Sadie Nennig

Sadie Nennig, PhD candidate, Neuroscience

Sadie Nennig, a doctoral candidate in the Interdisciplinary Neuroscience Graduate Program within the Biomedical and Health Sciences Institute, studies the relationship between social stress, alcohol-related behaviors, and the neuroimmune system.

Under the direction of Dr. Jesse Schank in the Department of Physiology and Pharmacology within UGA’s College of Veterinary Medicine, Nennig’s research aims to investigate and identify potential targets for future therapeutics for individuals displaying both alcoholism and depression.

Her interest in addiction research was sparked when Nennig majored in Neuroscience and Behavioral Biology at Emory University and took a course on drugs of abuse.

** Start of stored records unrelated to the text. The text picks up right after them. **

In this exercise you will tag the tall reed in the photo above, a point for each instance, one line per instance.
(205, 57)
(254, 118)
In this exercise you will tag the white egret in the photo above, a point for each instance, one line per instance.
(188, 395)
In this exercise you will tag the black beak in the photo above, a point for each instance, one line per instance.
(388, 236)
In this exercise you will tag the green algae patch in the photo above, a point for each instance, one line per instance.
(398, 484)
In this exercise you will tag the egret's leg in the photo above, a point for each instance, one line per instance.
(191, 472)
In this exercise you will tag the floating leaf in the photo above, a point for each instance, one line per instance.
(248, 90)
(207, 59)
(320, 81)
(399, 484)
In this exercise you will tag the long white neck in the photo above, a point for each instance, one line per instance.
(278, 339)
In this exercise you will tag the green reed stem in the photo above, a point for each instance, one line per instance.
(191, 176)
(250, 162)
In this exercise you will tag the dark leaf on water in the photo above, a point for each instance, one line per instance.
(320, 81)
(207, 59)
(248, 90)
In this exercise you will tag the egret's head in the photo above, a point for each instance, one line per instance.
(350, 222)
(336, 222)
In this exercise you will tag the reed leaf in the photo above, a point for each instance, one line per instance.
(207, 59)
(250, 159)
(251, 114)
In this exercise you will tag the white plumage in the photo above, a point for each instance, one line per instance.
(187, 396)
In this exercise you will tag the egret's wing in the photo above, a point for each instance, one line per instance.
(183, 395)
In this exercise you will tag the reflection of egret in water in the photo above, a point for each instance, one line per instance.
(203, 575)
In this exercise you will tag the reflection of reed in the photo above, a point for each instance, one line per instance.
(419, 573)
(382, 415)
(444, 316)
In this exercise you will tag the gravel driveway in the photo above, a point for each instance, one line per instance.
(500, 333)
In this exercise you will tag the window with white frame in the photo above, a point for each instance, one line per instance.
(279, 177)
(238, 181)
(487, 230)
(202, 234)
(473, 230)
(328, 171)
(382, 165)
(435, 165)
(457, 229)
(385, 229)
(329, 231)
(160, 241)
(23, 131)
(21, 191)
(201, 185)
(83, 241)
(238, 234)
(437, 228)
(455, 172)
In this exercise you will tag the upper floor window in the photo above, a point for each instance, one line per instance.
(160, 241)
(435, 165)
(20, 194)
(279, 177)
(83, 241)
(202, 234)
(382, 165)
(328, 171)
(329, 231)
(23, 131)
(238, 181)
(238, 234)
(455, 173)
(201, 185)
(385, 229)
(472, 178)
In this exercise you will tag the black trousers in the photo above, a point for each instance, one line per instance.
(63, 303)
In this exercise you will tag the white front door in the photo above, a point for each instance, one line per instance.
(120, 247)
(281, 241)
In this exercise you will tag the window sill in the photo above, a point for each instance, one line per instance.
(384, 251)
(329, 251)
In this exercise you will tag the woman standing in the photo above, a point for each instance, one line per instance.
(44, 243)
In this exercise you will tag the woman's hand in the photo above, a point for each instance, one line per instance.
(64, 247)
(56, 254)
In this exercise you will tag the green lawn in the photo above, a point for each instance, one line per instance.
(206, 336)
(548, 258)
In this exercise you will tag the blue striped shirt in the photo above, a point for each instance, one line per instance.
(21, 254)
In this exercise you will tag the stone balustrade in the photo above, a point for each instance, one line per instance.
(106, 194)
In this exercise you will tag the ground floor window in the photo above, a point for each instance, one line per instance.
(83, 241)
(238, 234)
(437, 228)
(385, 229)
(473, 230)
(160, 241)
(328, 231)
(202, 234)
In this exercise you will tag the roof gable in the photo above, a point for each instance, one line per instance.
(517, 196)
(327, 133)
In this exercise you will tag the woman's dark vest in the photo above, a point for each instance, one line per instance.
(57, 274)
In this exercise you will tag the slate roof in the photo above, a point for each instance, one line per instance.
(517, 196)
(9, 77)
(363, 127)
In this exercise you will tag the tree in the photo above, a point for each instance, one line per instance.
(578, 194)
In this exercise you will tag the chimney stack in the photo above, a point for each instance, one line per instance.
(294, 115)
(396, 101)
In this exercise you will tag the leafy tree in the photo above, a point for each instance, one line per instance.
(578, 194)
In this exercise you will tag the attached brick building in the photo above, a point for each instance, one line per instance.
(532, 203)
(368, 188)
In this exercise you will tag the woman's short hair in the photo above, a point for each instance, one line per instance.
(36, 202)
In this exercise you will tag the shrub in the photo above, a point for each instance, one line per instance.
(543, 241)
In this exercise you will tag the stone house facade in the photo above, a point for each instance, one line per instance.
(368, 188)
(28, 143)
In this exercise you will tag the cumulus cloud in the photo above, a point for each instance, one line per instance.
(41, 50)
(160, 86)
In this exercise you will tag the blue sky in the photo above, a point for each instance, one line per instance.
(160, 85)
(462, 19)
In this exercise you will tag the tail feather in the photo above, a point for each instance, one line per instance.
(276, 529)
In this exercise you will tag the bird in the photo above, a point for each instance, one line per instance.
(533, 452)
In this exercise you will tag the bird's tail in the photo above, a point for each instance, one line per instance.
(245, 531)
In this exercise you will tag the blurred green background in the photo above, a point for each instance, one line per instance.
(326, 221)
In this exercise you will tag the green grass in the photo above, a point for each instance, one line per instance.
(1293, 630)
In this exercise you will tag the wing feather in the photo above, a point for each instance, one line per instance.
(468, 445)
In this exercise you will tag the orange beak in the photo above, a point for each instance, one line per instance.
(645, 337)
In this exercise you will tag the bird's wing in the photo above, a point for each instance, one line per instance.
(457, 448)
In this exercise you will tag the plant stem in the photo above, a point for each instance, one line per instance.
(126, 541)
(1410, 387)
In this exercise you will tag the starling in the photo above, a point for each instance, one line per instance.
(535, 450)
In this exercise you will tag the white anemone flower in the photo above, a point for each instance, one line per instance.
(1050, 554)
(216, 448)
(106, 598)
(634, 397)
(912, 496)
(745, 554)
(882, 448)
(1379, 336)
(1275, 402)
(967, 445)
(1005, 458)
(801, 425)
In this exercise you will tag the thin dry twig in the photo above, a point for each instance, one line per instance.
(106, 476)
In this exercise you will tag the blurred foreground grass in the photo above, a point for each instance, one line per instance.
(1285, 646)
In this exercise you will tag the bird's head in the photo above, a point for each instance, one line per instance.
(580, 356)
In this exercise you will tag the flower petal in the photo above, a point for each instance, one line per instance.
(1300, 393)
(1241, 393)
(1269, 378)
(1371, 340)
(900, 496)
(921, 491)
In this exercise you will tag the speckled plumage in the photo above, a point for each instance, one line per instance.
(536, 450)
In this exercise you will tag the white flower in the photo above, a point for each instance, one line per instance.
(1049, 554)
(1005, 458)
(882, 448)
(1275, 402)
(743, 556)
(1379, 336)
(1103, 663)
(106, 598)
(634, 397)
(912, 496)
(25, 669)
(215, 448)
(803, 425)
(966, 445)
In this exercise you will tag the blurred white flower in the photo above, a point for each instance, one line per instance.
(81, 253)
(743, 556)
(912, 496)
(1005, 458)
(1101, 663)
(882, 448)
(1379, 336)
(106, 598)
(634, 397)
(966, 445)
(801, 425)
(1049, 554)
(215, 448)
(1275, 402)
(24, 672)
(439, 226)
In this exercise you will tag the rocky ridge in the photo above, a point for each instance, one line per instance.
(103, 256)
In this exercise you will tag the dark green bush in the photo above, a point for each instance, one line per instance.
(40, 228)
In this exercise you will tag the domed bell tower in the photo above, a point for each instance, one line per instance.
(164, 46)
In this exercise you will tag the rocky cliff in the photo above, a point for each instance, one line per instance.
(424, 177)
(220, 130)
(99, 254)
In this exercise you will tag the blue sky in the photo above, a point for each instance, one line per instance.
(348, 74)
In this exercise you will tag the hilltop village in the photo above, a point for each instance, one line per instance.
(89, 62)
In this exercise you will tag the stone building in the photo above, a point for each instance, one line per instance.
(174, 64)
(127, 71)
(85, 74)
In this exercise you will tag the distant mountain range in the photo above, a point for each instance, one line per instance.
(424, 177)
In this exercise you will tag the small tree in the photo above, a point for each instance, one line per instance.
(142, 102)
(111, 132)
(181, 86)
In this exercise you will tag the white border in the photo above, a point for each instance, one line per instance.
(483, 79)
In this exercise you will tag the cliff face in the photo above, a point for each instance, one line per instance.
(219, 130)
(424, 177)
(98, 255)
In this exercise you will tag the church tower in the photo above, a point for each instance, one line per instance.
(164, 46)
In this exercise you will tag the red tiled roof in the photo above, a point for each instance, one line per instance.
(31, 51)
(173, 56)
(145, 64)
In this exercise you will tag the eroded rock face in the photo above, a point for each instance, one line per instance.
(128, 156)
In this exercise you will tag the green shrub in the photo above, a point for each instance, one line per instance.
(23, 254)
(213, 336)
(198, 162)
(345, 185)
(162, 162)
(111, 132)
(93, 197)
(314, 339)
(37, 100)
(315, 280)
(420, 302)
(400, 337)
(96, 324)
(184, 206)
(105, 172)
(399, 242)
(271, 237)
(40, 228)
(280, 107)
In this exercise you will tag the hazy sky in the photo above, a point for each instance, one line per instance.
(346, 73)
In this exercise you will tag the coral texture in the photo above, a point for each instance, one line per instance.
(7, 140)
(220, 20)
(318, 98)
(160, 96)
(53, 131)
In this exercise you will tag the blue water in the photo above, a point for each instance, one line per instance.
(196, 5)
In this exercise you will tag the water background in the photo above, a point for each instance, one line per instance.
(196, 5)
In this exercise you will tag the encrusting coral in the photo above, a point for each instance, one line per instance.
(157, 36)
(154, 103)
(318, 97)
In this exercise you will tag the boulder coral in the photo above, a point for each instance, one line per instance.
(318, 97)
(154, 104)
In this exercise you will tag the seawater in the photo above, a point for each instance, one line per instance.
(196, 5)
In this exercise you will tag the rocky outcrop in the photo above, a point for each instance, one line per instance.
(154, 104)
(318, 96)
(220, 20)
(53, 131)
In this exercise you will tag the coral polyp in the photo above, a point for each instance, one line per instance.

Working in an addiction neuroscience lab at Marquette University over one of the summers during college further confirmed her interests in this field of research.

“Through those experiences,” says Nennig, “I knew that I wanted to study addiction during my Ph.D. and applied to programs that had strong addiction research groups.”

Nennig was admitted through UGA’s Integrated Life Sciences (ILS) program and joined the Interdisciplinary Neuroscience Graduate Program and Dr. Jesse Schank’s lab after a semester in ILS. Her graduate research focuses on the “chicken-or-the-egg” type relationship between alcoholism and depression. She is studying how a history of chronic stress impacts later alcohol use, and vice versa, how a history of alcohol exposure impacts stress responsivity.

Understanding the relationship between these disorders will allow for the development of more effective future therapeutics in individuals displaying both alcoholism and depression. “This is extremely important as very commonly, patients diagnosed with alcoholism also meet diagnostic criteria for other psychiatric conditions such as depression and anxiety,” Nennig explains.

She hopes that, by focusing on specific subpopulations of alcoholics (determined by additional diagnoses such as depression) her research may lead to substantially improved therapeutics to treat not just one, but both of these debilitating disorders.

With her research, Nennig hopes to influence the way psychiatric disorders are both investigated in the lab and treated in the clinic.

“I believe there is a great potential in studying co-occurring disorders to identify potential targets for new treatments.”

“We are complex individuals, so we need to think of new treatment strategies with the same level of complexity. Alcoholism is not a one-size-fits-all disorder, and future treatments must reflect this.”

After graduation this December, Nennig plans to continue her training through a postdoctoral position at Northwestern University’s Feinberg School of Medicine in Chicago, IL. In the future, she is confident that she will be involved in the development and treatment of psychiatric disorders in some capacity.